Salinas describes recovering those students as a “huge challenge.” He said the district began working on how to recover them last week. Among the options is a physical search by district employees.

“We have bus drivers that are not transporting students that we can use. We have police officers that can help us also track down some of these students, because we don’t have many students on campus,” Salinas said. “These are extra resources that we can use to go out and find these students.”

Recovery is not the only difficulty Salinas anticipates. He expects those students especially as well as the district’s student body in general to experience something akin to the “summer slide,” the educational term for students forgetting what they’ve learned during the school year over the summer holiday.

Summertime lasts a couple of months and students have been learning virtually for almost a year. Salinas expects the impact of virtual learning to show, especially for students with poor internet connection and especially in mathematics.

“All experts, all research says that there’s gonna be a significant learning loss because the students have been quarantined at home, most of them, and they’ve been communicating with teachers through a computer,” he said. “You and I know that that is not the same level of quality as when you see a teacher face-to-face.”

Salinas doesn’t know what the magnitude of that learning loss will be.

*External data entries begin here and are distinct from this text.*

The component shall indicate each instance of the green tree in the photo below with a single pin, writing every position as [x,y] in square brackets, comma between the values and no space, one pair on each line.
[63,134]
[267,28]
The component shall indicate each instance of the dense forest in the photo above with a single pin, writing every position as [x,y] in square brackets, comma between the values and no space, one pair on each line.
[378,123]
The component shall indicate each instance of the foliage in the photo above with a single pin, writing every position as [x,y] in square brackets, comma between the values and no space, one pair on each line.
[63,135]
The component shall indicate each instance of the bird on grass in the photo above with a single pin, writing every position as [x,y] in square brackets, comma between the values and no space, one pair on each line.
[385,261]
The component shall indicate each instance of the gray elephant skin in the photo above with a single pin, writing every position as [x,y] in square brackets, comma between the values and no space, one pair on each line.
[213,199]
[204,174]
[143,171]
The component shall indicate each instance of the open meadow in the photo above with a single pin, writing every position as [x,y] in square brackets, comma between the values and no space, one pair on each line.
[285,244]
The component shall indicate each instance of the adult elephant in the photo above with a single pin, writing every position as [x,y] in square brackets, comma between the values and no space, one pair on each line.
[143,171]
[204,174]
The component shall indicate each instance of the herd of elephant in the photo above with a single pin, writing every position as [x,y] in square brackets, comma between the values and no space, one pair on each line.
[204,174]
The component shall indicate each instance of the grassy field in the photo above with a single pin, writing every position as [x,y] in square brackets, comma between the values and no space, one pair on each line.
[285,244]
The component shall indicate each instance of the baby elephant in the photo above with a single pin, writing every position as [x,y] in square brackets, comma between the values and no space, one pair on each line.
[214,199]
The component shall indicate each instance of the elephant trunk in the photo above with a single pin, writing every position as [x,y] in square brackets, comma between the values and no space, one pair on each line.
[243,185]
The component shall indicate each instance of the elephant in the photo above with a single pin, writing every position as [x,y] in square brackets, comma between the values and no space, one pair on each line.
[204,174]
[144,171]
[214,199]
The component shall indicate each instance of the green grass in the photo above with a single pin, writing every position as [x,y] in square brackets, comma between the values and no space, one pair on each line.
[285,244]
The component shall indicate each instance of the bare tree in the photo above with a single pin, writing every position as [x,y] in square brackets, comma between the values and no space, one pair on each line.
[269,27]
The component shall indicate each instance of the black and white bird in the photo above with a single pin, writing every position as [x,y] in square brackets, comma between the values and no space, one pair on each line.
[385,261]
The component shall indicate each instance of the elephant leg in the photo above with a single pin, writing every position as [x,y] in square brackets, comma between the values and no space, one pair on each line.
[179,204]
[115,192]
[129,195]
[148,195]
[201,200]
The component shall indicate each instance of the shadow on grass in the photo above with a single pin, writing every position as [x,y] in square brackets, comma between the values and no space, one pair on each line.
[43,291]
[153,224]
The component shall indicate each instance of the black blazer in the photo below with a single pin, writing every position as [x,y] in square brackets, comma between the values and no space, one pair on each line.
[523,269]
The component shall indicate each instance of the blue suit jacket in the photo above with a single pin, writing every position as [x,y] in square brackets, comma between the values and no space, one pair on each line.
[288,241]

He moved toward creating an educational taskforce to assess and address it last week, but he says the only way to understand the true educational impact will be to put students to the test.

“We cannot assess the learning loss until we start benchmarking our students and assessing the loss through state assessments, through teacher made assessments, through locally developed assessments,” he said. “We need to get our students to start testing.”

Salinas is, ultimately, optimistic. He sees the district and its students meeting and overcoming the challenges they face, and ultimately building on that progress academically with programs that allow students to benefit from local higher education institutions.

“I feel that with all the experiences that I’ve had here with us, in addition to the over 10 years of experience that I’ve had here next to the sitting superintendent, I am really confident that I have the tools in the toolbox to address not only the pandemic but to address the instructional needs of our students and the training that needs to go with that for our staff,” he said.